Aimée:
Mine hinder all sleeping on the tummy.
I wish they unscrewed and you caould have different sized ones. Big ones for sweaters and t-shirts, small ones for exercise and church, medium ones for playing with.....
Madrigal Costello:
I wish that boobs could be taken off, or shrunken at the will of the owner. It'd be nice to be able go small enough so that a cheap sport bra would suffice while exercising, or so every so often, I could go braless. The downside would be that if I could take them off, I'd probably lose one behind the couch, or the roommate would steal one, or the dog would get to them.
erikaj:
Would never take my breasts off...I thought they'd never get here, in the first place.

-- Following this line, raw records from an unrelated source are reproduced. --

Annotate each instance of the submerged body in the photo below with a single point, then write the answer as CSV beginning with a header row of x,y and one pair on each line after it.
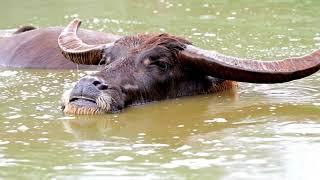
x,y
152,67
140,68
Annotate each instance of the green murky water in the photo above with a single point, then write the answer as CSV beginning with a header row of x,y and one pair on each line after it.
x,y
264,132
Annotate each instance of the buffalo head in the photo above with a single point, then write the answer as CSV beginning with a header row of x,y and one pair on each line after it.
x,y
143,68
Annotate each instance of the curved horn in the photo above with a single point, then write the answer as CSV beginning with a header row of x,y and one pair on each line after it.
x,y
75,50
252,71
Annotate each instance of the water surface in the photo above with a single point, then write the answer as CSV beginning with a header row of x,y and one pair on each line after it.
x,y
261,132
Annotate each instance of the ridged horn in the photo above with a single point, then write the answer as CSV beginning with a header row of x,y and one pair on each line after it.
x,y
75,50
252,71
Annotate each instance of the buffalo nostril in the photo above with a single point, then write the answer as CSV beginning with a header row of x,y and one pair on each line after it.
x,y
102,87
96,83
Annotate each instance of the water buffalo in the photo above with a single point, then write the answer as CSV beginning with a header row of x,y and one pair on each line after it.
x,y
29,47
144,68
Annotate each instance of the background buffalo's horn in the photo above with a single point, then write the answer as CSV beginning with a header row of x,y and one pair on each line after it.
x,y
253,71
77,51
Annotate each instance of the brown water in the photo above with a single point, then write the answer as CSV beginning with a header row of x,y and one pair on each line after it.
x,y
263,132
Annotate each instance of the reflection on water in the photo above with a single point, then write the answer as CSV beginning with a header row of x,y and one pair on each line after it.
x,y
261,132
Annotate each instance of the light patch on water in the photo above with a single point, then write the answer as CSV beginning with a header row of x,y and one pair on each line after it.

helentm in Quotables, voting for Angelus:
Dammit, I don't want to vote for his quotes, I want to stake him!
I'm doing this to remind me to spew the coffee on my monitor when I get home. I can't do it justice here at work:
tinaf
and
Madrigal
in
Natter:
TINAF: Not really. It's about a boy duck having sex with another boy duck except one of them is dead. It's not like he killed him and then raped him. He just stumbled onto a corpse and had sex with it...
MADRIGAL: tina's summary of the article sounds like the blurb for one of the sickest children's books ever.
TINAF: "Daddy. Can you read to me tonight? Mommy always wants to read that one about the ducks."
Okay, spoilery for Angel s5 ep 1, but I had to do it.
t crosses fingers that quick-edit is done right
Matt the Bruins fan:
He wasn't holding his arm out in that "stop! in the name of love!" gesture at the end of "Chosen" either, was he?
Wolfram :
It was only a face shot, but it seems like his arms were at his sides and he had his head back in an I'm a bad motha f*cka type of way.
Madrigal Costello:
So he's come back from the dead as Shaft?
Wolfram:
No he died as Shaft. He's apparently back as Diana Ross.
billytea:
Then I really hope he doesn't taunt Angel about Connor. "Love Child! Never meant to be..."
Cass, in Quotables, (Sometimes ya gotta COMM to keep from cryin)
edited cause in my pain I forgot to vote and if living in California has taught me anything... um, never mind, I'll still vote.
Phill in Bitches, because it appeals:
I knew a guy in college, let's call him Mr. X, although his name is Pete Brooks.
Tom Scola:
I keep getting earwormed with the Garnier Fructis commercial music.